Hi @IvMdlc, we just merged a change last week that we believe addresses this (#4124). Can you see if you still have problems with the latest code on the main branch?

[IvMdlc]

Hi @azdagron Thanks, I've had a look at the changes in #4124 and see that you raised two points that we have some concers about:

1- Provide the cert(s) by operator via override. 2- Cert expiration in June 2024.

We feel that we could achive a seamless transition when AWS rotates the certificate if we had the ability to pass the certs: aws_iid uses the current one for signature verification and, whenever AWS publishes the new cert (well in advance, we hope) in their documention (this is just awful, but...), the operator can go ahead and add it along the current one. aws_iid would need to try both.

These are just our two cents on this issue anyway :)

[azdagron]

I think the key takeaway from #4124 is that SPIRE will now use the RSA 2048 signature for verification by default.
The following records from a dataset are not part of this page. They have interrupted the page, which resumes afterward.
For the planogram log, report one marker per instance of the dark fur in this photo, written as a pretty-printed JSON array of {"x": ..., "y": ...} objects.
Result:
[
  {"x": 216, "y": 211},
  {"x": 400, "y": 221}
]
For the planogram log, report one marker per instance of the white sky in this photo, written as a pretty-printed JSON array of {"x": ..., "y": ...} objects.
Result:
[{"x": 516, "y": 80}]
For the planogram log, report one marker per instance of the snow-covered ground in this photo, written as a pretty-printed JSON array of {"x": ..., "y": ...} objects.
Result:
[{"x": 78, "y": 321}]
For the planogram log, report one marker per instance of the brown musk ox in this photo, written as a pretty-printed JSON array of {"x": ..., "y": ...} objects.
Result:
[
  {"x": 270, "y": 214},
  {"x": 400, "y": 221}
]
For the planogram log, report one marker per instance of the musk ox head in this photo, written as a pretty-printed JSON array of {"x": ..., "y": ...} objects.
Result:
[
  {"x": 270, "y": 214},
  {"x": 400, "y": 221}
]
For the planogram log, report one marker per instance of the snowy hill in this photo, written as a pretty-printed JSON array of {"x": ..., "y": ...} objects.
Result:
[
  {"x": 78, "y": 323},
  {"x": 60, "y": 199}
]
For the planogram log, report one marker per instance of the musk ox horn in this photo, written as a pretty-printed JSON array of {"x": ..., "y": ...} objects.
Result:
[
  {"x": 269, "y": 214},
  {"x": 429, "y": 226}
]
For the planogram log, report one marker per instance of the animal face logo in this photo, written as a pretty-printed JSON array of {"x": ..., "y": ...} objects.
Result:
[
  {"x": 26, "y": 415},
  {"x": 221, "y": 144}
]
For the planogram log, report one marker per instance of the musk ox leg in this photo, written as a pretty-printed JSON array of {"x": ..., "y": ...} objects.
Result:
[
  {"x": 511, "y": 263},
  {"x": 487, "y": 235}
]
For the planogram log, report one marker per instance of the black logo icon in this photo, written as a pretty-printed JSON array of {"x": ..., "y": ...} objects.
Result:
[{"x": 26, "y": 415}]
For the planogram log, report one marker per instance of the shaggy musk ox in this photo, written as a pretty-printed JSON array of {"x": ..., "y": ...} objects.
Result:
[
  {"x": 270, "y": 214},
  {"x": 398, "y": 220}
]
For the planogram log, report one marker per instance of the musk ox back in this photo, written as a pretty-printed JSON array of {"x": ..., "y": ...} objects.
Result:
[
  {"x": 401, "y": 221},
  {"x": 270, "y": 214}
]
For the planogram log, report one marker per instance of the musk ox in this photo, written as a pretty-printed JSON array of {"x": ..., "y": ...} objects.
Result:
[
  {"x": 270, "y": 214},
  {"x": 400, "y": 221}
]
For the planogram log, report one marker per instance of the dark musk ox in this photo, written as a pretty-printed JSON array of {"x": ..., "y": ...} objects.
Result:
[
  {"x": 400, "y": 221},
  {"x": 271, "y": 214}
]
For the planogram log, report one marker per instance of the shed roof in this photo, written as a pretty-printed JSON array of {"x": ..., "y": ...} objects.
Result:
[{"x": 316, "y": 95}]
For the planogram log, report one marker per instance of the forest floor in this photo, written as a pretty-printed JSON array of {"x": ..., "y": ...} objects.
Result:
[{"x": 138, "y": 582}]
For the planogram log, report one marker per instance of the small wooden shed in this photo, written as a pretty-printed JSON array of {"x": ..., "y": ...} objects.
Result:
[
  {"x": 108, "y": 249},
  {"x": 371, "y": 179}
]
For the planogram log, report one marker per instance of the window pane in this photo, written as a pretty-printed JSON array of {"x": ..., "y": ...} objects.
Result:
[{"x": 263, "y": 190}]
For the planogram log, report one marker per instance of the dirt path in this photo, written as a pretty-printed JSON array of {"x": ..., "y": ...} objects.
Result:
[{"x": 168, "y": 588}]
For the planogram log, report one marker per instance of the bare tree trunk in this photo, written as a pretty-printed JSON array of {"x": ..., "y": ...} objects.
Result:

The RSA 2048 signing certificates expire in 2195. The RSA 1024 signature is still sent by agents and is used only when the RSA 2048 signature is not present (this is for backcompat).

From that perspective, we didn't feel that we needed to provide a way to override. Is there something we're missing?

[IvMdlc]

Right, missed that. We'll try it once it's released.

[azdagron]

Awesome, we appreciate it :) We'll close this for now. If something comes up, please let us know!